When the decision was made to use an Exception for redirecting, it was for a good one due to the internal design of CherryPy. This is likely to change from CP3 (which is not yet clearly designed yet so it will take several months).

IMO, the controlle should not raise an exception but simply return any value it requires and let the page handler decide what to do with it. Only page handlers should deal with CherryPy code (I'm saying that but note that I don't know very well what DataController does apart from creating an object).

A workaround could be to specify which particular Exception you want to to catch instead of broadly catch everything with Exception. So that you would not catch CherryPy exceptions.

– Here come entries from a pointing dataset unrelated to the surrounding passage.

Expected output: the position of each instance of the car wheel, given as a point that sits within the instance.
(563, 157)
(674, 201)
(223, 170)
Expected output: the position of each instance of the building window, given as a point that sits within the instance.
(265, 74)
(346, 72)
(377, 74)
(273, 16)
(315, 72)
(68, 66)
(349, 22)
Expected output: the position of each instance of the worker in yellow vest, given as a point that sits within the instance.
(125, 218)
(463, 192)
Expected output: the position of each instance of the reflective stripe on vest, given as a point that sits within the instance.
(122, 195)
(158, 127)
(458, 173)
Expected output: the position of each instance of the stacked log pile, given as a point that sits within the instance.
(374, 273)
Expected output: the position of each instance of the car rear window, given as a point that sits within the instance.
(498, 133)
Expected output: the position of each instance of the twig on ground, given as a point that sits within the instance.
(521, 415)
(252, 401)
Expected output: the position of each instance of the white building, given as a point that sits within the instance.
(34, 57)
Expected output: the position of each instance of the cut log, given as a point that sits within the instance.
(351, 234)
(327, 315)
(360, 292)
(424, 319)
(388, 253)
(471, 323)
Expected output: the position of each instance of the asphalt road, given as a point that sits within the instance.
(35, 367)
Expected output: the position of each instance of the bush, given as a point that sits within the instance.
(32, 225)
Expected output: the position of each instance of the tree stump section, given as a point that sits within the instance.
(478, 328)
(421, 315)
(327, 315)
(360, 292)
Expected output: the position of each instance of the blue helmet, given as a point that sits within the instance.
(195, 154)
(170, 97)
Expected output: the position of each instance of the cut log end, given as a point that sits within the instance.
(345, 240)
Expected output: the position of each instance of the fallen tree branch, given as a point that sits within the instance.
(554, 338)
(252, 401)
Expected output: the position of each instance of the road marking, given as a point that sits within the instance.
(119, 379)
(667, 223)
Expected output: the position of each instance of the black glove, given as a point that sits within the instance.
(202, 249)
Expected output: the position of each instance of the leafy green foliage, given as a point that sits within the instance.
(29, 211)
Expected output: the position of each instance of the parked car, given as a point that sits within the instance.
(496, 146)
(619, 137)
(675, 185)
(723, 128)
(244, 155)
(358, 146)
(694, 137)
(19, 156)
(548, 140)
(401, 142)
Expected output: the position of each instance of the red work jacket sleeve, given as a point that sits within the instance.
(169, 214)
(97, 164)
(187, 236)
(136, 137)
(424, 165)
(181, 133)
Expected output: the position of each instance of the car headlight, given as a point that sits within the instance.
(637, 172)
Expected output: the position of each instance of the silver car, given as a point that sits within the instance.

Then again, I believe you want to catch Errors not Exceptions. Errors happen when something breaks. Exception are by designed allowed but should happen because the developer has decided it. A redirect is something one is intentional about in a web application and is therefore an Exception. A problem that would occur when creating an object is an Error by itself. The semantic is similar but if it was the same, both would not exist.

- Sylvain

Simon Belak a écrit :

Randall wrote:
I ran into this interesting issue.  I have a method that looks like
this:

    def create(self, reviewer, writer, permission, tg_errors=None):
        if tg_errors:
            turbogears.flash(str(tg_errors))
            return self.add())
        try:
            data = dict(reviewer=reviewer, writer=writer,
                        permission=permission)
            DataController.create(self, **data)
        except Exception, e:
            self.sql_class._connection.rollback()
            turbogears.flash(e)
            return self.add()

When DataController.create finishes, it issues a cherrypy.HTTPRedirect,
which my try block catches and treats like a "bad" Exception.  My
personal take on this is that redirecting via Exception is a bad thing
because I can't assume an Exception is something I don't want.  I know
I could work around it by checking for particular Exceptions or using a
decorator, but I still think this is a bad thing.  It should just be
cherrypy.redirect.  Unfortunately, turbogears.redirect raises
cherrypy.HTTPRedirect.

Randall

+1

I don't like explicit redirects period. The way CP works I really don't see any use-case for redirects within scope visible to the controller. REST-full URLs, sure, but that shouldn't dictate programming decisions.